Tea Break
Yazar: Serdar KökçeoğluYakın zamanda bir arkadaşım son dönemde izlediğim yerli bir kısa filmi ona heyecanla anlatırken, uzun bir sessizliğin ardından kısa filmler hakkındaki gerçek düşüncelerini itiraf etti: 'Kısa filmler beni tatmin etmiyor, uzun öyküleri seviyorum. Ben galiba 'Uzun Film' düşkünüyüm.'
Aslında arkadaşımın düşüncesi kısa filmlerin daima çekici olduğunu düşünen genç sinema meraklılarına garip gelse de, üzerinde düşünmeye değer. Kısa filmin ne olduğu, nasıl olması gerektiği, hangi ölçülerle değerlendirileceği çok fazla konuşulmadığı hatta yazılmadığı için, kısa film sadece iki şekilde algılanıyor: Çılgınca bir sevgi ve kafa karışıklığı.

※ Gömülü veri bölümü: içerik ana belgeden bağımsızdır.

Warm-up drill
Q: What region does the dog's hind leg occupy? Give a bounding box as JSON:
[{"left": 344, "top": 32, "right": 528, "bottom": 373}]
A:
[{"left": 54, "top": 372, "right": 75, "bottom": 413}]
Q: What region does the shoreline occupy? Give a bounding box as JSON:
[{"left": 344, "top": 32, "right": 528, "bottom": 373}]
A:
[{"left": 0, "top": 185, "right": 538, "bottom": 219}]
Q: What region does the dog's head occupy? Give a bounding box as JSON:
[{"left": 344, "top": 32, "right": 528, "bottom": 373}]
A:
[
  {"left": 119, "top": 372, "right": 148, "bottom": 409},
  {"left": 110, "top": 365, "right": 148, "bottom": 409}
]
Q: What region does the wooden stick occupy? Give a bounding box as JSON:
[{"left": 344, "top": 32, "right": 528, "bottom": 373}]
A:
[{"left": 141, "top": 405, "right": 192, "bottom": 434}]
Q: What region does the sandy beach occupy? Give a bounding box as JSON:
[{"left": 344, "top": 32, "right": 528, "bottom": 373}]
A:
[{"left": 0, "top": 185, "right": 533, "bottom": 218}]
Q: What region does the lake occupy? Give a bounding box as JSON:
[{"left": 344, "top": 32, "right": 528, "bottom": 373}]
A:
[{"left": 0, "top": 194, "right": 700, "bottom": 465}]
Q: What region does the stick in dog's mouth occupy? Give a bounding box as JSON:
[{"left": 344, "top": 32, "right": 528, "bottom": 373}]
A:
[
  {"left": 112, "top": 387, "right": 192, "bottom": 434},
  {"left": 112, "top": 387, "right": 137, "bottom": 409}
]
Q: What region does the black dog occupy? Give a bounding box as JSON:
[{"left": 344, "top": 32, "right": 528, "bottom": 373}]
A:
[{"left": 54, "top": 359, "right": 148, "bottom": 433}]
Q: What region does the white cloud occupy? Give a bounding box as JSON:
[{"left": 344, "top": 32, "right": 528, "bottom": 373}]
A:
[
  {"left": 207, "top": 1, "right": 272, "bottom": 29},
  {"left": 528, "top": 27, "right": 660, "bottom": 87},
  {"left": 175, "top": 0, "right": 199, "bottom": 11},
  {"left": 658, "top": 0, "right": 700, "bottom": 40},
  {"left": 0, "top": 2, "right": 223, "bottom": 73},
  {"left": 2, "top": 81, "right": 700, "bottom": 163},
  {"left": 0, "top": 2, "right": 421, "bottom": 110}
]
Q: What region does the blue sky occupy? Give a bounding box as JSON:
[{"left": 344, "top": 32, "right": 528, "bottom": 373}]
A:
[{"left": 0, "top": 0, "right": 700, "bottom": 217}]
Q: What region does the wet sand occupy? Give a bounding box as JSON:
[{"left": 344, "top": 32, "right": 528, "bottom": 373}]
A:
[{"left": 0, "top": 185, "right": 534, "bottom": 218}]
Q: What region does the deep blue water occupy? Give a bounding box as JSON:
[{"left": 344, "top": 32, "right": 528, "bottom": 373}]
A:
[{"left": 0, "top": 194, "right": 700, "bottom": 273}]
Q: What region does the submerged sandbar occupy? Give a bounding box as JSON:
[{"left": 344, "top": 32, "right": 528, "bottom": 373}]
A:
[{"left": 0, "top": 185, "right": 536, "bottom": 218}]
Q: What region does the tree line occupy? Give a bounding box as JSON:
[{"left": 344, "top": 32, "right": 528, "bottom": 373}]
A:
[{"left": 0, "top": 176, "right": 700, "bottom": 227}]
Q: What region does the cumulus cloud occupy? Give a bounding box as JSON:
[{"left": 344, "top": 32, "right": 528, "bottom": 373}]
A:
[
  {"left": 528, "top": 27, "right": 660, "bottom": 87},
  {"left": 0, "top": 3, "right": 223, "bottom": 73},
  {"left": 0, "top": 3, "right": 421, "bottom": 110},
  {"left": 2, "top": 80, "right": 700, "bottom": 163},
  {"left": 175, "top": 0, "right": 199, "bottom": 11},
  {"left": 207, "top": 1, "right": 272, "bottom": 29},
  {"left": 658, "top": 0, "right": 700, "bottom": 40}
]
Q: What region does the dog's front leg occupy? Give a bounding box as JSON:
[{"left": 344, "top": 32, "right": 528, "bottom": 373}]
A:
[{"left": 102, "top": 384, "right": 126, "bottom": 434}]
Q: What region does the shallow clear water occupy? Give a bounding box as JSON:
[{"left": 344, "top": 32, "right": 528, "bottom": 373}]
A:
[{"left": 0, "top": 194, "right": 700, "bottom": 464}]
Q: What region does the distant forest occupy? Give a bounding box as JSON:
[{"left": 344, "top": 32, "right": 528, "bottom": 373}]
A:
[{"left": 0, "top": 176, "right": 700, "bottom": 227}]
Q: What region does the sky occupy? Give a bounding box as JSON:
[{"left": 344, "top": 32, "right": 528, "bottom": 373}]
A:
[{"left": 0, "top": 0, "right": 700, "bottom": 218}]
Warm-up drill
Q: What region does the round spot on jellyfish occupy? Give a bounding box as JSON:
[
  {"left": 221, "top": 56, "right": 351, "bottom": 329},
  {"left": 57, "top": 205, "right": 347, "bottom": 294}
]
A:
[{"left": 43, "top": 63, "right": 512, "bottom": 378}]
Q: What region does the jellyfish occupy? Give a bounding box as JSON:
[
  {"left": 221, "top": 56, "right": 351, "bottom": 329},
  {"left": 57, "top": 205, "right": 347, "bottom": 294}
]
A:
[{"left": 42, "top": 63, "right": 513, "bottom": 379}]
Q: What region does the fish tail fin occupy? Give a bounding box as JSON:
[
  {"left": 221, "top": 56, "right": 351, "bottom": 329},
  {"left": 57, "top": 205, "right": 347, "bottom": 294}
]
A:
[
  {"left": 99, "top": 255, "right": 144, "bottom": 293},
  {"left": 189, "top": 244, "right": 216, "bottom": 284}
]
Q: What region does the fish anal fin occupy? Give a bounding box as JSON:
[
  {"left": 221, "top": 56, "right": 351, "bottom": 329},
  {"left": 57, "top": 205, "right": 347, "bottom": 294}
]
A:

Özellikle sinema öğrencileri ve amatör sinemacılar için heyecan kaynağı. Sinemayı giriş/gelişme/sonuç bölümleriyle kabullenmiş bir izleyici için ise belirsizliklerle dolu. Bu nedenle pek çok insan kısa filmleri uzun metrajlarla karşılaştırma yoluna gidiyor ve benzer bir dramatik yapının izini sürdükleri için tatmin olmuyorlar. Hızlı bir girişin ardından gelen çarpıcı bir sonuç yetmiyor. Uzun bir gelişme bölümü istiyorlar. En azından bir saatin üzerinde.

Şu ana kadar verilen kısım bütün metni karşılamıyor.